Resources to process 9 million records in od-matrix

502
3
03-29-2023 04:21 PM
peterweir
New Contributor II

Currently Importing 6.6mil records in OD-Matrix to calculate distance between customer locations and Branches. It's currently processing 900 records per minute. Based on that calculation, it will take ~4 days to complete.

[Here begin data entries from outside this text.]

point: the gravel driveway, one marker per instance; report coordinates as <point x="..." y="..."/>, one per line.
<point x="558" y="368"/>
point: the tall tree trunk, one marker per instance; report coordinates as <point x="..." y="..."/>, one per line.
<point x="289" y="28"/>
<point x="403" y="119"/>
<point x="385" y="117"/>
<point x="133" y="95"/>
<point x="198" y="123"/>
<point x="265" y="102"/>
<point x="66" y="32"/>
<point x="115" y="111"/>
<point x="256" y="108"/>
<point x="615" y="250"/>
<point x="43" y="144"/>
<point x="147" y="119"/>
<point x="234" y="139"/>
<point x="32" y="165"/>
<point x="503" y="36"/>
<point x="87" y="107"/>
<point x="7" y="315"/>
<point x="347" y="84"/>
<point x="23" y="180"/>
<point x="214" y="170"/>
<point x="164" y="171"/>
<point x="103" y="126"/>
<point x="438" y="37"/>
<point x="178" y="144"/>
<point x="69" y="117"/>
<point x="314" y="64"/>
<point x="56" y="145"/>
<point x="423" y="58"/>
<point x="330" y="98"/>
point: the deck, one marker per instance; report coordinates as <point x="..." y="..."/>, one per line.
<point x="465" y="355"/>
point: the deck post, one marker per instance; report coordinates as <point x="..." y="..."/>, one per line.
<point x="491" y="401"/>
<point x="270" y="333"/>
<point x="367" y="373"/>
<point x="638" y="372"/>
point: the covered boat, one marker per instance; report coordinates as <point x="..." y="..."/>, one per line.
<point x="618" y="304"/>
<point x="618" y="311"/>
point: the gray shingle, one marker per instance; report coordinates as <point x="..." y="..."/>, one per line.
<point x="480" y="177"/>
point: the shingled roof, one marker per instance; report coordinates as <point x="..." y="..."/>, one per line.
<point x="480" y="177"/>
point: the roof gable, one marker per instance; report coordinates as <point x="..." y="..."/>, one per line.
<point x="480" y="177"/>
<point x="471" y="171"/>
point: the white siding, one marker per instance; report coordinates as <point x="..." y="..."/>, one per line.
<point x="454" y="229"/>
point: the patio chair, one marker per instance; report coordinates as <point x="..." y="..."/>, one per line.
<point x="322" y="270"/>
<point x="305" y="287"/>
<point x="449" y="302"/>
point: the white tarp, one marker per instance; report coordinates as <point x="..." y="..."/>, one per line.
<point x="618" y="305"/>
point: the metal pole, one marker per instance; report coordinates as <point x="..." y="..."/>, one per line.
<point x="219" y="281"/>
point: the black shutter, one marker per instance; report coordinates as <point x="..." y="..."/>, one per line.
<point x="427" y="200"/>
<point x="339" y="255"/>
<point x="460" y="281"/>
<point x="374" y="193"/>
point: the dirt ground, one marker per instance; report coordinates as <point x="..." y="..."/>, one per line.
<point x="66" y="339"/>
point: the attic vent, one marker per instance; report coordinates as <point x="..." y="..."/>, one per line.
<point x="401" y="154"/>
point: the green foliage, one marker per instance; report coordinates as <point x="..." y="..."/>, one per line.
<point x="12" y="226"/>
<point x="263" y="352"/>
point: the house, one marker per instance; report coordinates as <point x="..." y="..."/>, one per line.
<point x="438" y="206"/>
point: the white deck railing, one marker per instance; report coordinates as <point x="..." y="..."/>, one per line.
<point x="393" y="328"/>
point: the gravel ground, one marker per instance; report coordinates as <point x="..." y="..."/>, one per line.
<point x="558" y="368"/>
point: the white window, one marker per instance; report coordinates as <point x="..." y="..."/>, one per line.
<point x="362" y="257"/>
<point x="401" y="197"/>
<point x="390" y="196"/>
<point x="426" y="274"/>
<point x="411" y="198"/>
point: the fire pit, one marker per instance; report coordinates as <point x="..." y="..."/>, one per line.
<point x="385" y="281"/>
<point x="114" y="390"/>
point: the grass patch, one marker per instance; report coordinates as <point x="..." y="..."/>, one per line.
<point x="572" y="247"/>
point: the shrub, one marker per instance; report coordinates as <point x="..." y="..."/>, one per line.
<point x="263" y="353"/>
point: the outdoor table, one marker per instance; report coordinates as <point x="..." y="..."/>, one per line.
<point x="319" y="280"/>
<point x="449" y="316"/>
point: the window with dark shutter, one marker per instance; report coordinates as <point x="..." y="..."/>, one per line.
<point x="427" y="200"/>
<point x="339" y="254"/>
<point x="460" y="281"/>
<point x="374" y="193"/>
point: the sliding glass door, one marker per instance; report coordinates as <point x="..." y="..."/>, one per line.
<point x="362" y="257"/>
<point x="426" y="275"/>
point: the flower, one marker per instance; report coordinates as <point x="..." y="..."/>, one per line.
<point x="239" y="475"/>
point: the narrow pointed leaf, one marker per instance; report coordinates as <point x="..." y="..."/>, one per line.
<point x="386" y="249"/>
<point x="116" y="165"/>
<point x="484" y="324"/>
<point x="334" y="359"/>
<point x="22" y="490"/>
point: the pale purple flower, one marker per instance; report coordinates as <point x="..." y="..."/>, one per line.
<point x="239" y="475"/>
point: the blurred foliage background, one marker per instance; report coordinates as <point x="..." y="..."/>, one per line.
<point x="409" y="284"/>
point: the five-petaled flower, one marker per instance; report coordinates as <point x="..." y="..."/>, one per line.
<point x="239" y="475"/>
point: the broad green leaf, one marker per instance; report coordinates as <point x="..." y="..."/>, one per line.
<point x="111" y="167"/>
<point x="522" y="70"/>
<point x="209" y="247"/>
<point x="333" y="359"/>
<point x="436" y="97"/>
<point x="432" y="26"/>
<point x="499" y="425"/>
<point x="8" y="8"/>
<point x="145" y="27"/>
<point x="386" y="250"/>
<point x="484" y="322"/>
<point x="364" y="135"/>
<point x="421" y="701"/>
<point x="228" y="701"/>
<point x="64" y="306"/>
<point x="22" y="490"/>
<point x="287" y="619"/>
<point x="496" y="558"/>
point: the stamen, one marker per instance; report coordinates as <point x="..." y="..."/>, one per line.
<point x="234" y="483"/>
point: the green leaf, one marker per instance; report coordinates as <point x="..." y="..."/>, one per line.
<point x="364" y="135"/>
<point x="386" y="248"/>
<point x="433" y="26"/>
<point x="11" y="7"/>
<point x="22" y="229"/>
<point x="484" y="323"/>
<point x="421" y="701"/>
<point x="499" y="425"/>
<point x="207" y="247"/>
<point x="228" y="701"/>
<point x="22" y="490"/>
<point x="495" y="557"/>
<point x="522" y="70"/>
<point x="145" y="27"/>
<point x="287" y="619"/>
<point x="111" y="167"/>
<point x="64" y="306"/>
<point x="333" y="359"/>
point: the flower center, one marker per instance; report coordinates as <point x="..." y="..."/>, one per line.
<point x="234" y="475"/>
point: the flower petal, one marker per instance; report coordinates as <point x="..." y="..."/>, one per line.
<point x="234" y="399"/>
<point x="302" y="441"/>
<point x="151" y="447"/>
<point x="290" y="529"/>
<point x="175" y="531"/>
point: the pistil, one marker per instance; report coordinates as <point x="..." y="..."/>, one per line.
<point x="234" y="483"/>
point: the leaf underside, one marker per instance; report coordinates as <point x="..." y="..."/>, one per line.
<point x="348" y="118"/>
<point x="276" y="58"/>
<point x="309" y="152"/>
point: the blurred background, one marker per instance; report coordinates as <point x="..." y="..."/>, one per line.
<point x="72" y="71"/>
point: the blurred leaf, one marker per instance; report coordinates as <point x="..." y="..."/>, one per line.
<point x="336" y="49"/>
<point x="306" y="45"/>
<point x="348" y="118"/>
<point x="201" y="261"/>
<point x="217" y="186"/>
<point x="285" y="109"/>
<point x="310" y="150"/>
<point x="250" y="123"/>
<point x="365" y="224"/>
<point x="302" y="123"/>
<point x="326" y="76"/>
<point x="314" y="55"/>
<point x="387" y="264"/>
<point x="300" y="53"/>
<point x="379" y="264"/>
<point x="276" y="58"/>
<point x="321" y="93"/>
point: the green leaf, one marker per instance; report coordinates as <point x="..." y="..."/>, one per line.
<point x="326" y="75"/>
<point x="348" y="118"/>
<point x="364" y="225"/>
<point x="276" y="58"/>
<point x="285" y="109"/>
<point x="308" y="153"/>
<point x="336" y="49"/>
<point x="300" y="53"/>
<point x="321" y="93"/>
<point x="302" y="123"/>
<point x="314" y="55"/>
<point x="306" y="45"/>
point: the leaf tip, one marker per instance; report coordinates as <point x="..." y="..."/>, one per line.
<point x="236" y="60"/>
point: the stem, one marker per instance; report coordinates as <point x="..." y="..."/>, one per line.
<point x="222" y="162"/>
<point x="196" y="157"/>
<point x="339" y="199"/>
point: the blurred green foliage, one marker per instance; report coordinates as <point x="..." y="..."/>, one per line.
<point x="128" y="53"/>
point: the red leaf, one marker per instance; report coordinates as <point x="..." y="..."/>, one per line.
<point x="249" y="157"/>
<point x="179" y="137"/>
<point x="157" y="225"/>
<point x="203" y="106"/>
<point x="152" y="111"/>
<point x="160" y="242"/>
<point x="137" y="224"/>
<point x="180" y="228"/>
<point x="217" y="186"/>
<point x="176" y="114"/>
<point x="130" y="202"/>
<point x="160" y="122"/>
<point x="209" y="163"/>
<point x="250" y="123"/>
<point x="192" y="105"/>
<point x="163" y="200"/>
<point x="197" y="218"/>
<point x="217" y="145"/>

I am assuming, if it finishes and not fail, then to RUN OD-Matrix, it will also take an additional 4-5 days to complete.

This is using a standard desktop ArcGis with 32gb RAM on 12 cores

Can anyone advise if there is an alternative to this 8-10 days process?

Is it simply increasing cpu/ram usage?

or alternate computer-configuration or spatial-functions (Distance/proximity?)

0 Kudos
3 Replies
MelindaMorang
Esri Regular Contributor

Happy to help with that.

I can't tell from my post whether you're using an OD Cost Matrix layer in Pro or using the arcpy.nax solver objects.  The arcpy.nax solver objects have some performance and memory management improvements that are not available with layers, so this is generally a better way to solve very large problems.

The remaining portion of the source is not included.